他觉得他要死了。
他要被这个他完全没见过的男人给打死了。
怎么会有人在法治社会里干这种......
他怎么敢在大街上明目张胆地犯|罪。
这个年轻的男人面色冷得骇目,把汪秋凡掼到地上,只是揪着他的领子,没有刻意压制,汪秋凡便爬都爬不起来。
他姿势扭曲地躺倒,满脸血污,周围已经围来了很多人。
汪秋凡在令他想死的痛感中想,他肯定得救了,肯定会有人打报警电话。
好多人都在议论,在说话。
但是......
但是为什么他们在说这些?
“听说是那小伙子的公文包掉了,就返回来找。
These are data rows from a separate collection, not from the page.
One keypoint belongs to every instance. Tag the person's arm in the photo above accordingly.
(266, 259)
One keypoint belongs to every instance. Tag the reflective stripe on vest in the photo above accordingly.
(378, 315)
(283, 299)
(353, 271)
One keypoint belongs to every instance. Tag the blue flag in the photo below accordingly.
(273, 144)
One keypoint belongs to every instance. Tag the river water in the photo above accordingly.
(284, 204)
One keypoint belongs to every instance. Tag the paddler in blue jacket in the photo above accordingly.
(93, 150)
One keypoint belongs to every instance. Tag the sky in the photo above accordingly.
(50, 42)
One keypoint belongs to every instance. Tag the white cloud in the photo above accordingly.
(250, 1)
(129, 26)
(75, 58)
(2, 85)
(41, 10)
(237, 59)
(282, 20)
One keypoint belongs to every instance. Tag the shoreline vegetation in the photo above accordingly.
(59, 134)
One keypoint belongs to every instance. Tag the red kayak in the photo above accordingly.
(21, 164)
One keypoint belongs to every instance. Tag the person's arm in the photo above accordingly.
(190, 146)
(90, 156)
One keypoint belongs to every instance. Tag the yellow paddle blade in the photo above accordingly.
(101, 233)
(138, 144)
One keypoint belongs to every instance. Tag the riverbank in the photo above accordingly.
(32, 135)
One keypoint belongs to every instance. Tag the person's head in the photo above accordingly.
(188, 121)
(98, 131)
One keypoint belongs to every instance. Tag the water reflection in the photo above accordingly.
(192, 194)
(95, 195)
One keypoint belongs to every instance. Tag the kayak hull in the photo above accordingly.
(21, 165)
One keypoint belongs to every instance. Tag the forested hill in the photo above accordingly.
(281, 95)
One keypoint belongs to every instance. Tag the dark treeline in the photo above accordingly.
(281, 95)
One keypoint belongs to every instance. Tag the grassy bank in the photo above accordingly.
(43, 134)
里面装着二十万块钱呢,谁知道被躺在地上那个男的捡去了,那小伙子让他还,他不还,这才打他呢......”有位大妈唏嘘着说道,“二十万又不是二十块,他捡到钱了,别人不来找也就算了,可人家都回来找了,他不仅不还,还骂那个小伙子有病呢,不打他打谁。”
“啊?怎么还有这种人?真的假的?阿姨你听谁说的?”
大妈正色道:“就刚才有另外一个小伙子,说打人的是他老板,他们要去办事,所以取二十万现金,但包不小心掉了,里面还有取现金的发票呢......”
她磕着瓜子,把瓜子皮装进口袋里,回头想找方才跟他说这些的小伙子,但周围人太多,没找到,只好转回身继续说:“既然这二十万有主,那个人拿到不还就是偷,必须得治!”
“可他都快把人打死了......”
汪秋凡眩晕的大脑懵然得厉害,什么二十万,什么不还,什么该打......这说的是他吗?
怎么还没人报警?
“放心吧,打不死,就流了点鼻血,”大妈自信地说,“你没听打人那小伙子已经让他员工报警了嘛,说明他会交给警察处理的,不会一直打他。何况是那个不还钱的人先翻脸动手的,人家正当防卫,现在这种情况顶多算互殴。”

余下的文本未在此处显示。